- Theatrical release poster
- Directed by: Christopher Cain
- Screenplay by: Emilio Estevez
- Based on: That Was Then, This Is Now by S. E. Hinton
- Produced by: Gary R. Lindberg John M. Ondov
- Starring: Emilio Estevez; Craig Sheffer; Kim Delaney; Jill Schoelen; Barbara Babcock; Frank Howard; Frank McCarthy; Larry Scott; Morgan Freeman;
- Cinematography: Juan Ruiz Anchía
- Edited by: Ken Johnson
- Music by: Bill Cuomo Keith Olsen
- Distributed by: Paramount Pictures
- Release date: November 8, 1985;
- Running time: 102 minutes
- Country: United States
- Language: English
- Budget: $3.5 million
- Box office: $8,630,068 (United States)

= That Was Then... This Is Now =

1985 film by Christopher Cain

That Was Then... This Is Now is a 1985 American drama film based on the novel of the same name by S. E. Hinton. The film was directed by Christopher Cain, distributed by Paramount Pictures, and stars Emilio Estevez (who also wrote the screenplay) and Craig Sheffer.

==Synopsis==
Troubled teen Mark Jennings has always looked up to his older friend, Bryon Douglas, who Mark sees as the older brother he never had. But when Bryon starts dating Cathy Carlson and begins to act more responsible, Mark feels left out. Without Bryon's stabilizing influence, Mark begins acting out and gets into dealing drugs. After the friends' mentor Charlie Woods suddenly dies and Cathy's brother goes missing, Bryon suspects Mark is involved.

==Cast==
- Craig Sheffer as Bryon Douglas
- Emilio Estevez as Mark Jennings
- Jill Schoelen as Angela Shepard
- Larry B. Scott as Terry Jones
- Kim Delaney as Cathy Carlson
- Barbara Babcock as Mrs. Douglas
- Frank Howard as M&M Carlson
- Morgan Freeman as Charlie Woods
- Francis X. McCarthy as Mr. Carlson
- Diane Dorsey as Mrs. Carlson
- Ramon Estevez AKA Ramon Sheen as Mike Chambers
- Dan Lyon as "Car" Guy
- Sharon Thomas as Doctor

==Production==
In 1982, Emilio Estevez co-starred in the film version of S. E. Hinton's Tex. During filming, Estevez read That Was Then, This Is Now, also by Hinton, and enjoyed the book so much he drafted several screenplays before purchasing the rights. Estevez described the book as "a very intense, dark piece.
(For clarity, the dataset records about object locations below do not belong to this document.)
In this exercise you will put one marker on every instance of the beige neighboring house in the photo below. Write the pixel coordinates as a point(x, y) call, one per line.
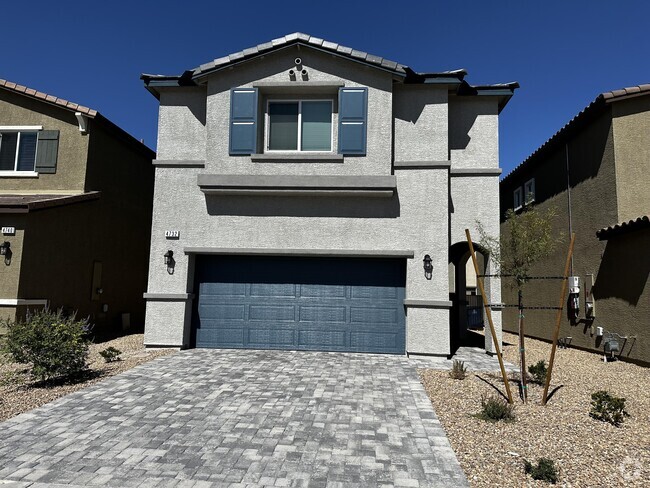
point(75, 211)
point(596, 172)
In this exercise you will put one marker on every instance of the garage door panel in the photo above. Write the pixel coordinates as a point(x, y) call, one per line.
point(368, 315)
point(270, 313)
point(273, 290)
point(223, 311)
point(323, 314)
point(374, 293)
point(219, 290)
point(376, 340)
point(322, 339)
point(226, 336)
point(270, 337)
point(323, 291)
point(330, 304)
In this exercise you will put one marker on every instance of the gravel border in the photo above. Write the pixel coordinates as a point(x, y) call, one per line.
point(588, 452)
point(19, 393)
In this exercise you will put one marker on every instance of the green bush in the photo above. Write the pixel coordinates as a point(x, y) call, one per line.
point(544, 471)
point(538, 372)
point(608, 408)
point(494, 408)
point(458, 370)
point(110, 354)
point(53, 344)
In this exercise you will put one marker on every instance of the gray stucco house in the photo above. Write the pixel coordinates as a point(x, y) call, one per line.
point(301, 188)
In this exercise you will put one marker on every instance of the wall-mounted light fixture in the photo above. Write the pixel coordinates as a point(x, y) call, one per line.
point(428, 266)
point(169, 261)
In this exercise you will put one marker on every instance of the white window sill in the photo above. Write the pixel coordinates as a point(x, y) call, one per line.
point(18, 174)
point(297, 157)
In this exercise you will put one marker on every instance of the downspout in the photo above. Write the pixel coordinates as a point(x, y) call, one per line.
point(568, 189)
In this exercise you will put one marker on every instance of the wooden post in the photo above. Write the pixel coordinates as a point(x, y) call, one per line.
point(558, 319)
point(488, 313)
point(522, 350)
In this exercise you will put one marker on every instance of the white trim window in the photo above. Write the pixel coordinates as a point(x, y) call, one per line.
point(529, 191)
point(518, 198)
point(18, 149)
point(299, 126)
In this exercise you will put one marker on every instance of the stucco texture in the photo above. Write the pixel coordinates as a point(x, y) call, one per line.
point(618, 266)
point(73, 146)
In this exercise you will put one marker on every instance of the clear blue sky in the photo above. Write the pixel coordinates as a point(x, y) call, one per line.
point(563, 53)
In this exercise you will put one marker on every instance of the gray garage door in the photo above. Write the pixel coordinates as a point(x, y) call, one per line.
point(324, 304)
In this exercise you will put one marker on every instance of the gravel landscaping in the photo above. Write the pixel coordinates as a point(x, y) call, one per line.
point(588, 452)
point(19, 393)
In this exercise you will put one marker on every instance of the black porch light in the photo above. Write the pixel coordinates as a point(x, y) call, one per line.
point(428, 266)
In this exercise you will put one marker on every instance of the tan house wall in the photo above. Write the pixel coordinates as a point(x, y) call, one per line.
point(594, 205)
point(73, 146)
point(632, 147)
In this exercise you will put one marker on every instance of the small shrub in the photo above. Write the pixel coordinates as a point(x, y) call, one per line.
point(494, 409)
point(545, 470)
point(458, 370)
point(538, 372)
point(110, 354)
point(53, 344)
point(608, 408)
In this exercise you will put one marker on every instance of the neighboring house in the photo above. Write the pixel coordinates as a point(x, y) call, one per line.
point(76, 193)
point(595, 172)
point(302, 187)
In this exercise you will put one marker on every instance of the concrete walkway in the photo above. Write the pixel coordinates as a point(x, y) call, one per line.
point(240, 418)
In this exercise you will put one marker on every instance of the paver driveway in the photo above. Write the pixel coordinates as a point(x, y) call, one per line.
point(247, 418)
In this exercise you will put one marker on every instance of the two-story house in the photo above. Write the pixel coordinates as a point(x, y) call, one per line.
point(76, 195)
point(311, 196)
point(595, 173)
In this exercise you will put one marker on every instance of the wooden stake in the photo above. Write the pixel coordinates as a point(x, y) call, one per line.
point(558, 319)
point(522, 350)
point(488, 313)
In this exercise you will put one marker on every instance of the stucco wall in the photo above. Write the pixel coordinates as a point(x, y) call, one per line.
point(408, 221)
point(321, 68)
point(631, 126)
point(420, 114)
point(10, 273)
point(473, 132)
point(181, 124)
point(619, 303)
point(73, 146)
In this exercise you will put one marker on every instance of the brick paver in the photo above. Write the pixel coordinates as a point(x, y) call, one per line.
point(241, 418)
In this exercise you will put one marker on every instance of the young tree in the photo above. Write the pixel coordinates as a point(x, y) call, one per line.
point(527, 239)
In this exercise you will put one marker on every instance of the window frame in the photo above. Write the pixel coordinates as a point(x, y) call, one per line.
point(267, 125)
point(19, 130)
point(529, 191)
point(518, 191)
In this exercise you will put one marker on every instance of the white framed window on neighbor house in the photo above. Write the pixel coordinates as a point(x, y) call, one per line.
point(518, 200)
point(18, 147)
point(299, 125)
point(529, 191)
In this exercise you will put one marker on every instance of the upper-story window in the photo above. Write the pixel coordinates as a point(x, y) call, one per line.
point(529, 191)
point(518, 199)
point(299, 125)
point(18, 150)
point(28, 151)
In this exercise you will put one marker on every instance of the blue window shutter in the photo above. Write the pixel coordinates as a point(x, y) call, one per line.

It's kind of like the old Pat O'Brien-Jimmy Cagney movies where O'Brien becomes the priest and Cagney becomes the gangster". Estevez did a rewrite of the film during the making of The Breakfast Club, staying up all night to write after the typical 12 hour filming day. After speaking with Hinton, who recommended he also play one of the characters, Estevez attempted to sell the screenplay, but studios were reluctant.

Estevez' father Martin Sheen bought the rights to That Was Then, This Is Now in 1982. "I knew it would be hot", said Estevez of the novel, who said in 1983 he wanted to star along with Tom Cruise. Estevez found two Midwest producers interested in making the film and they succeeded in raising the finance. One of them, Gary Lindberg, ran a production company that mostly made TV commercials, based in Minnesota. The film was shot in the summer of 1984 in St. Paul, Minnesota, without a distributor. It was later advertised as "the first Minnesota movie".

Sheen recommended his son play Bryon Douglas, but Estevez, wary of being typecast, chose to play what he saw as the "sympathetic bad guy". Estevez said: "There's probably a lot of him in me, the alter ego screaming to get out every once in a while. Fortunately, I was able to vent it in a film and not in real life".

Estevez said that they have been able to learn from the other Hinton adaptations: "We made it very contemporary, hired a brilliant cinematographer. The cast is primarily unknowns so it has a real feel – you're not watching movie stars. The emotional content is so rich, so full, it's absolutely draining. It's a terrific movie".

==Reception==
The film opened November 8, 1985 and finished sixth place for the weekend with a gross of $2,502,780, behind other openers such as Target and Translyvania 6-5000. It was a minor success at the box office, grossing $8.6 million.

On Rotten Tomatoes the film holds a 0% rating based on 5 reviews. On Metacritic it has a score of 45% based on reviews from 6 critics, indicating "mixed or average reviews".

==Home media==
That Was Then... This Is Now was released on VHS by Paramount Home Video in 1986.